Mix your batch of neem oil with other necessary ingredients the same day you plan on using the spray. Ottawaorchidsociety.com advises you shouldn't make up a batch sooner than four hours ahead of time as the oil, being natural, will start to break down and may lose some effectiveness. Make up only the amount you think you'll need for that application.
Pour the oil, along with water and dish soap, into a garden sprayer, if you are spraying a large garden area, or a plastic spray bottle, if you are treating only a few plants, or plants indoors. The ratio of neem oil to dish soap and water depends on the oil strength (e.g. 70 percent or 100 percent) you are using, so check the label first. An example, however, is provided by neemking.com, which suggests using 4 tsp. neem oil and ¼ tsp of dish soap per gallon of water, adding the water only gradually so the oil emulsifies (mixes well) in the soap first.

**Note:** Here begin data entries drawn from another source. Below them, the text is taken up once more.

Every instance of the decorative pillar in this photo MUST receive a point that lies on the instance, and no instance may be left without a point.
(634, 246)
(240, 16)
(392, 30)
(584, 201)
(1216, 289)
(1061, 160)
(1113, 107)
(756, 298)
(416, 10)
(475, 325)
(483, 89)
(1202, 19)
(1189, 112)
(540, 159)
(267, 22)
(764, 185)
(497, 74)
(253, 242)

Spray your garden plants in the morning, before it gets too hot, or in the evening when temperatures are starting to cool off. Neem oil, as any other product, should not be sprayed on plants in the heat of the day--doing so can damage plants.
Cover all parts of the plant's foliage, including the stems and undersides of the leaves (many insects like to hide there), with the mixture.
Repeat application of the oil (make a new batch each time) in a week, and continue each week until pests are gone. If it rains, you may have to treat more frequently--hort.uconn.edu advises rain will degrade neem oil; so, after a rainfall, when the foliage has dried, you will need to treat plants again.